This post will present one way to monitor iRODS with Nagios.
We will start with a Nagios service which will monitor the status of iRODS resource servers and if a resource server is non-responsive, mark all the iRODS resources on that server down. Finally we will create a Nagios service to monitor the percentage of a resource's capacity being used and generate Nagios warning and critical statuses for resources that have exceeded certain thresholds.
As a demonstration, we will set up an iRODS grid with one iCAT enabled server (catalog producer) and two iRODS resource servers (catalog consumers). Each server will host exactly one resource.
After setting up the servers, make sure each server can access the others by fully qualified domain name (FQDN). Install iRODS on each server. In this demonstration we installed iRODS 4.2 (preview).
We will use the default resources created on Resource1.example.org and Resource2.example.org.
The instructions that follow are based on Ubuntu (14). Minor changes would be needed if installed on another Linux distribution.
We have created a simple application which will ping the iRODS services on each server. This application performs an rcConnect() to an iRODS server given the IP or hostname and port.
To build the iping binary we need to first build the iRODS externals as described in Building iRODS Externals.
After the externals are built, we need to clone the iRODS contrib package from GitHub, build and then install the iping package.
Perform the following steps on ICAT.example.org:
export PATH=/opt/irods-externals/cmake3.5.2-0/bin:$PATH
cd ~
git clone https://github.com/irods/contrib
mkdir ipingbuild
cd ipingbuild
cmake ~/contrib/iping
make package
sudo dpkg -i irods-iping_4.2.0~trusty_amd64.deb
Now let's test the iping command:
$ iping -h Resource1.example.org
OK : connection to iRODS server successful
$ iping -h Resource2.example.org
OK : connection to iRODS server successful
$ echo $?
0
As another test, bring down one of the resource servers by either shutting down the machine or stopping the iRODS service (or possibly specifying a port other than the default of 1247).
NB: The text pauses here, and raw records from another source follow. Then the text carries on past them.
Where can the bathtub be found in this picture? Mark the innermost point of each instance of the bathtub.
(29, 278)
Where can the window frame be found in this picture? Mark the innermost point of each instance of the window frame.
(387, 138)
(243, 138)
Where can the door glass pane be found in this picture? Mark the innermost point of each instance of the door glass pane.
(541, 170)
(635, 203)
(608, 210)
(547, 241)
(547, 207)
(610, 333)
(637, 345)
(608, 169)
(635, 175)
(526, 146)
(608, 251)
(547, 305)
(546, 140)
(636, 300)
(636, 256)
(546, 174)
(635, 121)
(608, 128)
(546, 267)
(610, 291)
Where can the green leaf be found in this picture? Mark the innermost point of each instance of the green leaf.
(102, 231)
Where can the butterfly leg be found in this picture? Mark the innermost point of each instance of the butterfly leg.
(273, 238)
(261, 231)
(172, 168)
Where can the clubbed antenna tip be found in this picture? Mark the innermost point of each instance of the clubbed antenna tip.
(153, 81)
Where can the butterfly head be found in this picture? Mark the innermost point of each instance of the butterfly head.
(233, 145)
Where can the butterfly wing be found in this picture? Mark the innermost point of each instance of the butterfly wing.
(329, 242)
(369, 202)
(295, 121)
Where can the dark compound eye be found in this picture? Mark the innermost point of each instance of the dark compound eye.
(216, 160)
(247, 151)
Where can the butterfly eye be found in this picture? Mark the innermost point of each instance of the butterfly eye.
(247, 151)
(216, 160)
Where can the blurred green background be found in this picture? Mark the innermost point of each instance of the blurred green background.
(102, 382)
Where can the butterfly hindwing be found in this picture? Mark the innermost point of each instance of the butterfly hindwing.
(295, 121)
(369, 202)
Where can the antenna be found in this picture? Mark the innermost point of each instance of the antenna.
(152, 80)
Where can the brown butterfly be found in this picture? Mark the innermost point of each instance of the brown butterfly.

$ iping -h Resource1.example.org -p 1247
ERROR: _rcConnect: connectToRhost error, server on Resource1.example.org:1247 is probably down status = -305111 USER_SOCK_CONNECT_ERR, Connection refused
$ echo $?
2
The iping command will return a return code of 2 on failure. This will be used by Nagios to determine success (0) or failure (2).
For simplicity, we will install Nagios on the iCAT server since we already have the iping command installed there.
sudo apt install nagios3 nagios-nrpe-plugin
Go to the local Nagios web tool to make sure everything is up. This would be http://localhost/nagios3/ if running from a browser on the iCAT server. Use "nagiosadmin" and the password you specified during Nagios installation.
We need to create a directory for iRODS configuration and update the nagios.cfg to look for configuration files in this new directory.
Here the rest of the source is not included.